If this authoring run came from a pending stub, cleanup is part of release completion:
rote flow pending discard <workspace-name>
Run pending discard only after release succeeded, the index was rebuilt, and search verification
shows the released flow. Do not leave .pending-flow.json or a workspace-scoped pending stub behind
as a resume anchor after the released flow is discoverable.
Registry Handoff
If the flow should be shared, use rote guidance registry essential and rote grammar registry for
the current push syntax.

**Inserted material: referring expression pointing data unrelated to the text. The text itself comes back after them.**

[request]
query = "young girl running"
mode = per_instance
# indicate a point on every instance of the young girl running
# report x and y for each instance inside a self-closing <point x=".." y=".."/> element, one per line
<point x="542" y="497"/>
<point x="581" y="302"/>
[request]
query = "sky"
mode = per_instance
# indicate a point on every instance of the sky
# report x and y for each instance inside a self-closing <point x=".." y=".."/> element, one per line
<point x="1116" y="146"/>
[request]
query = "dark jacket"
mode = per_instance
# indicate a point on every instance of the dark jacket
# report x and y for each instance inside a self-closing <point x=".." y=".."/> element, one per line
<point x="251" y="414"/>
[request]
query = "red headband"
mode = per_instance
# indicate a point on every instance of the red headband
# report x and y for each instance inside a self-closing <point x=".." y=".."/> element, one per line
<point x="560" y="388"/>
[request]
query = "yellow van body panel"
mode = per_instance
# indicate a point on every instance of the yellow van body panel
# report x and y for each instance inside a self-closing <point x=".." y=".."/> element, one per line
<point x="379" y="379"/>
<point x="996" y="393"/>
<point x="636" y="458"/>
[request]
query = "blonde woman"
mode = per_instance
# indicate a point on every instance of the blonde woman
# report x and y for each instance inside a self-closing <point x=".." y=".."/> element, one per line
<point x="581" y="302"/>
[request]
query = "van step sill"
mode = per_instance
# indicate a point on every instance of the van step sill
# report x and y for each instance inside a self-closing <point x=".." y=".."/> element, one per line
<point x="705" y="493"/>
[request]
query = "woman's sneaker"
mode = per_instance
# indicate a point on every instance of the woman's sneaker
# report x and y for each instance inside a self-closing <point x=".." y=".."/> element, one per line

Confirm the target namespace before publishing, then hand off to
rote-registry with flow path, release status, owner/namespace, visibility, dependency notes, and
the user's publish approval.
Return Fields
Return these fields to rote, rote-flow-crystallization, or rote-registry:
- Flow name and path.
- Parameter contract and schema decisions.
- Test commands and representative inputs.
- Lint, release, index, search verification, and pending cleanup output.
- Registry target, visibility, and publish approval if sharing is requested.
- Next recommended skill:
rote-typescript-transformations, rote-registry, rote-troubleshooting,
or none.
Handoff Contract
- Use when: a reusable flow must be created, edited, tested, linted, released, verified, or prepared
for publication.
- Preconditions: user intent or a pending save command defines the reusable workflow boundary; any
required API shape can be discovered through rote before scaffolding.
- Owns: contract elicitation, schema discovery, scaffold, implementation lifecycle, tests, lint,
release, index/search verification, pending cleanup when applicable, and registry-ready return
data.
- Hands off to:
rote-typescript-transformations for TypeScript flow logic; rote-registry for
sharing; rote-flow-run for final execution verification; rote-troubleshooting after repeated
unchanged failures.
- Returns to:
rote or rote-flow-crystallization with flow path, parameter contract, verification
status, release state, and next owner.
- Stop when: the flow is verified, a release/publish approval is needed, a required schema or
credential is missing, or troubleshooting becomes the correct owner.
- Completion signal: flow draft, release plus index/search verification and pending cleanup when
applicable, publish handoff, or blocker is named with commands already run.